Prove $L^1(\mathbb{R})\cap L^2(\mathbb{R})$ has empty interior both in $L^1(\mathbb{R})$ and in $L^2(\mathbb{R})$

Question

I suppose it has interior, so we can find an open ball of radius epsilon in $L^1(\mathbb{R})\cap L^2(\mathbb{R})$ and so that ball is contained in both the sets, so we can write: $$B_\varepsilon=\{u(x)\in L^1(\mathbb{R}):||u(x)||_{L^1}<\varepsilon\}=\{u(x)\in L^2(\mathbb{R}):||u(x)||_{L^2}<\varepsilon\}$$ But now I can't find the contradiction. I tried to compute the norms but I can't end with a contradiction. I can't find it at all.
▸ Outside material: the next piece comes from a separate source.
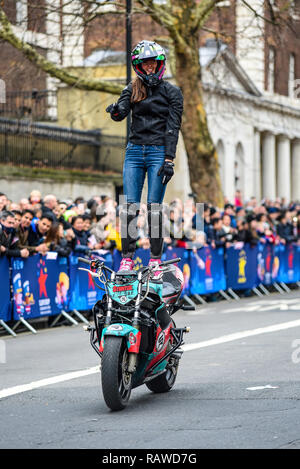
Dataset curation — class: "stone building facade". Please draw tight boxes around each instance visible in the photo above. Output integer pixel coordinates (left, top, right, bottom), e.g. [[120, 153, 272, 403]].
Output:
[[0, 0, 300, 200]]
I don't know if this is the right way.

Answer 1

Suppose $f$ is an interior point in $L^{2}$. Consider $f+\frac 1 {nx} I_{x>1}$. Show that this sequence converges to $f$ in $L^{2}$ and none of these functions are in $L^{1}$. This proves that interior in $L^{2}$ is empty. For interior in $L^{1}$ consider $f+\frac 1 {n\sqrt x} I_{0<x<1}$.